True, but there are two reference results: the mat-file being the result of simulation, and the csv-result used for regression testing by e.g. @GallLeo - this signal should at most only be removed in the latter; and I don't think that those results are on GitHub yet (planned to be on git-lfs I think).

I am not sure if you can just un-tighten the tolerance for a specific variable instead.

sjoelund commented 7 years ago

Well, even if the results are only in rsync, we should at least fix those files. Perhaps in a new build of MSL, perhaps in the current location. It's mainly comparisonSignals.txt that should be updated and then the csv-file (removing a column or several; ideally done by the library officer)

GallLeo commented 6 years ago

Removed aD_Converter.y, dA_Converter.vout and dA_Converter.y from the list of comparison signals.

Would be better to be able to define a specific tolerance per variable for comparison.

Possible workaround: Add a low-pass-filter, so that we have a continuous variable for comparison.
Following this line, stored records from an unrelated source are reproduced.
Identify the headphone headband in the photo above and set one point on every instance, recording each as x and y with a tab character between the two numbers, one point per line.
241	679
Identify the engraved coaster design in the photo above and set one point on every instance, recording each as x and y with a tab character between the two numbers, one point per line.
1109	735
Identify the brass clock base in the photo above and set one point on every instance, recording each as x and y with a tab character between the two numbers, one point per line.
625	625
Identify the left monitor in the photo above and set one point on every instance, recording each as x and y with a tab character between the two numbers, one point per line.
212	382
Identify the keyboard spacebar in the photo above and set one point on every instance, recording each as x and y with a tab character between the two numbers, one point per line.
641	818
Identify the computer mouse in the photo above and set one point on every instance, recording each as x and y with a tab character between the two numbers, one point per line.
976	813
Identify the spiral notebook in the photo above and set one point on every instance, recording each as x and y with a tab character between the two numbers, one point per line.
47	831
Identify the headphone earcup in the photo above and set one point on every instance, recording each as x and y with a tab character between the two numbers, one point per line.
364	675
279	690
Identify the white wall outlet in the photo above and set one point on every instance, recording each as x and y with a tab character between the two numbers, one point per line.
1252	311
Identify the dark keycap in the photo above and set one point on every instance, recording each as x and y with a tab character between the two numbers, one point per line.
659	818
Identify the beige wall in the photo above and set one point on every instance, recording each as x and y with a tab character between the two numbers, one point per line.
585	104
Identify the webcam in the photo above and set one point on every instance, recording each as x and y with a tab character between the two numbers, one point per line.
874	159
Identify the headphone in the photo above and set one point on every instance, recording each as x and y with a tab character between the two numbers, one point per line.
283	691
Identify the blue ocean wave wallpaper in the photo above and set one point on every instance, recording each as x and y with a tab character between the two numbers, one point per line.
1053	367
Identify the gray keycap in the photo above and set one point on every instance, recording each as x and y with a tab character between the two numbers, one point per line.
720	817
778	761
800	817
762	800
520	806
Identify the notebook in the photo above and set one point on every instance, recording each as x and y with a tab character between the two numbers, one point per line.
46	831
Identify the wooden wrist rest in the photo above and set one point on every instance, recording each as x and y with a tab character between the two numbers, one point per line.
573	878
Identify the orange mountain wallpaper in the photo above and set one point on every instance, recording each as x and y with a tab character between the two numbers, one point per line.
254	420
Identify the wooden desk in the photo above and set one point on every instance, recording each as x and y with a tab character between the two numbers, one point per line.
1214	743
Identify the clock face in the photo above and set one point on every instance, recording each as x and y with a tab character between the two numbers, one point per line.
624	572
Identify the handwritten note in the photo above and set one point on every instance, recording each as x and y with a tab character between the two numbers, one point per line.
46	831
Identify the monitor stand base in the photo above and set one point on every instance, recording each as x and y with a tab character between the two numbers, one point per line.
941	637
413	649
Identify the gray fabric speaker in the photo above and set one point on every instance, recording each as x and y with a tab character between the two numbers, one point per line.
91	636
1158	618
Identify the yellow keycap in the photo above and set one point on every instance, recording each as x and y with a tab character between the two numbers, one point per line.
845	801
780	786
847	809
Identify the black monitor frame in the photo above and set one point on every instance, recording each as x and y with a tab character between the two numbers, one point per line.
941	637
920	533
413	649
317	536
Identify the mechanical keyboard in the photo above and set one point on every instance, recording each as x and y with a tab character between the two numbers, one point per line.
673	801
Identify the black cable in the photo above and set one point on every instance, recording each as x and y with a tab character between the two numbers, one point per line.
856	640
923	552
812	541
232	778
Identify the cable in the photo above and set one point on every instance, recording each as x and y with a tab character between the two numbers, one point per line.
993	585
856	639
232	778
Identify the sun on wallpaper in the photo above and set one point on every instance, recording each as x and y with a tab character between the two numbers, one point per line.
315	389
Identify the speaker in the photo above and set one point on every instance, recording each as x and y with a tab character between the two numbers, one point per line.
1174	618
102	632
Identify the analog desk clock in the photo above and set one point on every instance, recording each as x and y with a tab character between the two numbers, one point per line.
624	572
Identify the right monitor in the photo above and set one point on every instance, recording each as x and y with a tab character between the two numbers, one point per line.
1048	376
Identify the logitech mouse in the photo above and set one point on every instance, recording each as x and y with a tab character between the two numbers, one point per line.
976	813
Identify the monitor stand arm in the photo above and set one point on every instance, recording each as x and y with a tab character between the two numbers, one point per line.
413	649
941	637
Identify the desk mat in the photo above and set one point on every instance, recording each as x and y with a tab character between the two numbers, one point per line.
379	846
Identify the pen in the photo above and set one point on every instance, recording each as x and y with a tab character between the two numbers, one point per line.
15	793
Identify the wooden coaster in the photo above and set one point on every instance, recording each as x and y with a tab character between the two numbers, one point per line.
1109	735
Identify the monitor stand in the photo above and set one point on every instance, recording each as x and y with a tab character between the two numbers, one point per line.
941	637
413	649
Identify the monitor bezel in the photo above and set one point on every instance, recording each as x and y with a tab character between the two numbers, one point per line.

This should also be able to check if the AD-DA chain works as expected.

Model: grafik

model AD_DA_conversion
  extends Modelica.Electrical.Analog.Examples.AD_DA_conversion;

  Modelica.Electrical.Analog.Sensors.VoltageSensor voltageSensor annotation (Placement(transformation(
        extent={{10,-10},{-10,10}},
        rotation=90,
        origin={72,2})));
  Modelica.Blocks.Continuous.LowpassButterworth lowpassButterworth(f=100) annotation (Placement(transformation(extent={{90,-8},{110,12}})));

equation 
  connect(voltageSensor.v, lowpassButterworth.u) annotation (Line(points={{83,2},{88,2}}, color={0,0,127}));
  connect(dA_Converter.p, voltageSensor.p) annotation (Line(points={{44,16},{72,16},{72,12}}, color={0,0,255}));
  connect(dA_Converter.n, voltageSensor.n) annotation (Line(points={{44,-10},{72,-10},{72,-8}}, color={0,0,255}));

  annotation (experiment(StopTime=0.2), uses(Modelica(version="3.2.3")));

end AD_DA_conversion;

Results: grafik

@kristinmajetta what do you think of this idea?

Ticket should be closed after finding better comparison variable.

henrikt-ma commented 6 years ago

Would be better to be able to define a specific tolerance per variable for comparison.

Setting comparison tolerances seems like a completely separate question. In our tests, we do have this possibility, allowing us to work around problems like this without having to exclude the variable, but I doubt that it would be worth the effort to standardize a system for specifying this.

Instead, I want the reference results to be as accurate and reliable as possible, so that we can leave it to all tool vendors to choose a test tolerance that is matched to the solver and solver settings they use for their tests.

beutlich commented 5 years ago

@kristinmajetta what do you think of this idea?

Reassigning and rescheduling milestone.